The following editorial was published by the Toledo Blade on September 14, 2014.
Ohio Attorney General Mike DeWine started calling for old DNA evidence in late 2011, encouraging Ohio’s 800 law enforcement agencies to clear their testable sexual assault evidence shelves.
It was a prudent and long overdue move. Over the past two decades, DNA technology has become an invaluable tool for law enforcement. It was shameful that so many vital rape kits were gathering dust in police property and storage rooms.
Since then, the Bureau of Criminal Investigation has tested more than 4,700 previously untested rape kits — many 10 to 20 years old. Of those, more than 3,100 have been tested since Oct. 1.
Mr. DeWine has touted the fact — and rightfully so — that, thanks to his initiative and follow-up work by local law enforcement, more than 200 people have been charged for sexual assaults they allegedly committed years ago. Arresting people who otherwise would not have been caught for horrific crimes is something the attorney general’s office ought to be proud of.
But DNA evidence doesn’t just catch the guilty. It also exonerates the innocent. This month, for example, North Carolina’s longest-serving death row inmate, Henry McCollum, and his younger half brother walked out as free men, three decades after they were convicted of raping and murdering an 11-year-old girl.

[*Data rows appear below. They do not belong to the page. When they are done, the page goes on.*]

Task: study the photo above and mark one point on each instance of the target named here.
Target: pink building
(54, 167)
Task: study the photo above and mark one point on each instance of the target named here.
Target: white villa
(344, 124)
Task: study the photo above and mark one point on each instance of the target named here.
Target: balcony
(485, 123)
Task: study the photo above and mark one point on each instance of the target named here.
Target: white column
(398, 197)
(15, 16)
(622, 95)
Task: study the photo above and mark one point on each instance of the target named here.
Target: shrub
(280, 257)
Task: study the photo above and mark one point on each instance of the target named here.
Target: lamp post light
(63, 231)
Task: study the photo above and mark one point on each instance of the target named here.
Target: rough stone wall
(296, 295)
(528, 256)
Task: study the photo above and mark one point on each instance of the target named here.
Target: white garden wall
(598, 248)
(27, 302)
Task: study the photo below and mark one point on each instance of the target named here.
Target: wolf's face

A judge overturned the convictions after another man’s DNA, found on a cigarette butt left near the body of the slain girl, contradicted the case put forth by prosecutors. No physical evidence ever connected the convicted men to the crime, but police had coerced confessions from the two when they were scared teenagers.

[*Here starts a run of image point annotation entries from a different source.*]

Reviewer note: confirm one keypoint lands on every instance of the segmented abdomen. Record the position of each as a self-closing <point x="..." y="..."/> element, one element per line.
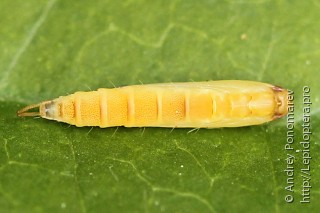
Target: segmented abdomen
<point x="195" y="105"/>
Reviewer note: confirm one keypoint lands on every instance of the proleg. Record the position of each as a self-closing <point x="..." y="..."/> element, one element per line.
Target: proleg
<point x="212" y="104"/>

Mr. McCollum likely would have been put to death years ago, if not for lawsuits that have blocked executions in North Carolina since 2006.
Such horrific miscarriages of justice occur more often than most people realize. When they are righted, they are another cause to celebrate the technology that made it possible. They are also an occasion to learn what went wrong in the case and correct flawed policies and procedures.

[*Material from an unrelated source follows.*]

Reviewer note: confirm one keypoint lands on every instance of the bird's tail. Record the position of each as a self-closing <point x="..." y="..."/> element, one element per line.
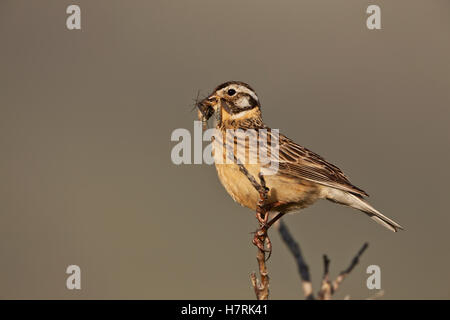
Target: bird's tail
<point x="354" y="201"/>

Unlike new evidence that results in convictions and arrests, however, the attorney general’s office does not track cases in which DNA evidence exonerated suspects or freed prisoners.
The Ohio Innocence Project has helped free 17 people, largely with DNA evidence. This year in Ohio, for example, Dewey Jones was exonerated after DNA evidence proved his innocence. A Summit County judge dismissed aggravated murder and robbery charges against Mr. Jones, who spent 20 years in prison.
Such DNA exonerations are as important as those cases that result in arrests and convictions. In fact, they are more important, given the underlying principles that gird the U.S. criminal justice system. They include the presumption of innocence until judged guilty beyond a reasonable doubt. Those principles are based on the idea that convicting the innocent is an even greater travesty than absolving the guilty.
Even so, despite those precious safeguards, inept indigent defense systems, faulty eyewitness identifications, false coerced confessions, and numerous other flaws continue to put innocent people in prison, sometimes for life.
When righted by DNA evidence, such cases can provide the attorney general’s office, and law enforcement agencies across the state, with textbook examples of what can go wrong during a suspect’s arrest, trial, and conviction. Likewise, they can suggest ways to improve the system. That’s why it’s imperative that the Ohio Attorney General’s office start to track and study DNA exonerations.
Law enforcement agencies are often notoriously reluctant to acknowledge mistakes, partly because they believe they undermine public confidence in the system. But such mistakes are too important to ignore, and learning from them would only increase the people’s faith in the criminal justice system.
Police and prosecutors must acknowledge and use the enormous benefits of DNA technology, either way they tip the scales of justice.